If he had only been able to dose them for one more year, he could have wiped out the Duke and Duchess entirely. No, since he had been drugging Karl’s tea as well, he could have eradicated the entire Mayous bloodline. That was his greatest regret. To him, the name Mayous was synonymous with pure hatred.
‘Your Majesty,’ he muttered in his heart, his malice burning. ‘Please, ensure the Mayous line is destroyed.’
It was a personal vendetta, a hatred that transcended simple loyalty.
Then, it happened. The Duke had stepped away to check on the Duchess, and the guards outside the cell slumped silently to the floor.
‘What is this?’ Bart frowned, lifting his head. As he looked at the figure standing silently outside his bars, his breath hitched.
“Long time no see, Bart.”
A man with a sturdy, powerful build stood among the unconscious guards. Even through the mask, Bart knew exactly who it was.
“Ah, I suppose this is the first time you’ve seen me like this.”

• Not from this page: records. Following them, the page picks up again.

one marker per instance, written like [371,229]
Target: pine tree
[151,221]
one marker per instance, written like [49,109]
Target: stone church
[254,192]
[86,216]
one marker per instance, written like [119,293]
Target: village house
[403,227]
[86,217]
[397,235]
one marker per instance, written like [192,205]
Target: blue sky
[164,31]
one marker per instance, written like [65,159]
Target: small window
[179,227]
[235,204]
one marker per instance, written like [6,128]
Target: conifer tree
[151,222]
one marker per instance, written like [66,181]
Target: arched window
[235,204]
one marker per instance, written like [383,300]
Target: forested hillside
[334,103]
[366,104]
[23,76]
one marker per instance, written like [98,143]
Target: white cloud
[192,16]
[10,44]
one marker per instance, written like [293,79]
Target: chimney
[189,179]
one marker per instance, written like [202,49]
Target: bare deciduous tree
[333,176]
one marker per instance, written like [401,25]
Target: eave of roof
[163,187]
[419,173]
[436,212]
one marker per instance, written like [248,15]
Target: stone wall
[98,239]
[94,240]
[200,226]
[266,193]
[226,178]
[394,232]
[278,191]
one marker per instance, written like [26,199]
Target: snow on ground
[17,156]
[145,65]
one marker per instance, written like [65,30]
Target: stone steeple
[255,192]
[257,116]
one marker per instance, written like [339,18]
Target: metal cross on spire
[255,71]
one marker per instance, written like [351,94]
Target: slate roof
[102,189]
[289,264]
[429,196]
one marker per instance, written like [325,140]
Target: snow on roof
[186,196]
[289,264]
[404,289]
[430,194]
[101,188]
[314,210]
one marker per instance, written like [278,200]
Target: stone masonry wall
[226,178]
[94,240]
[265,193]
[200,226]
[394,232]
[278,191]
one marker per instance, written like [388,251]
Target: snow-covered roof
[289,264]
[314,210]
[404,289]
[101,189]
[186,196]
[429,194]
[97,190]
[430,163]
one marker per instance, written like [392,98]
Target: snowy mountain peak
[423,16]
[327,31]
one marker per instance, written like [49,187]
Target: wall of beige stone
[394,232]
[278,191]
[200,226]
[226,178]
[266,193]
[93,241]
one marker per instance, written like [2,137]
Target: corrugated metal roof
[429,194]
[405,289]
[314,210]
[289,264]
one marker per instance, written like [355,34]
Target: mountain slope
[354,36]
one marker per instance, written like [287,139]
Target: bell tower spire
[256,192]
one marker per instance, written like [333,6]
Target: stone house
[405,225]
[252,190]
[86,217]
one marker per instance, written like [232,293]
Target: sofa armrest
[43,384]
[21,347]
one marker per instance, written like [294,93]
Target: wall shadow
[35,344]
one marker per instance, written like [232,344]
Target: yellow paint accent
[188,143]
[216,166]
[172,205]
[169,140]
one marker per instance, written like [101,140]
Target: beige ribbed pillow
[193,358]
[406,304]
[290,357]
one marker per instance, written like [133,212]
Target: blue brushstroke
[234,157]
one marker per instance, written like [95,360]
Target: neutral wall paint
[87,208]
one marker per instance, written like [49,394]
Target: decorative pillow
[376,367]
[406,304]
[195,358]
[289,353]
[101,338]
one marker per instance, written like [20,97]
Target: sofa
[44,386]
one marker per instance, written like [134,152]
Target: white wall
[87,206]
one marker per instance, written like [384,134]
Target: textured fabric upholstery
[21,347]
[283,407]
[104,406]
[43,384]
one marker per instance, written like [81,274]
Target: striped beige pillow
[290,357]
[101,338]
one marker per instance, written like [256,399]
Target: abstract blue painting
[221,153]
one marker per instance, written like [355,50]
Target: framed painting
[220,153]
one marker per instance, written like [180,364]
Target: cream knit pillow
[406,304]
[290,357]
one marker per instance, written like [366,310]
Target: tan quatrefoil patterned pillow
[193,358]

The man removed his white mask. The moonlight filtering into the dungeon revealed him: jet-black hair, cool, dark-red eyes, and a physique that moved with a lethal, noble grace. He was a man who could make anyone tremble with a single look—an elegant beast.
“Ha…”
The Ekian that Bart remembered had been a seventeen-year-old boy, standing on the threshold of adulthood. The man before him, forged by the storms of the world, possessed a terrifying, fathomless aura.
Bart’s knees trembled. Without realizing it, he whispered, “Ekian… Young Duke.”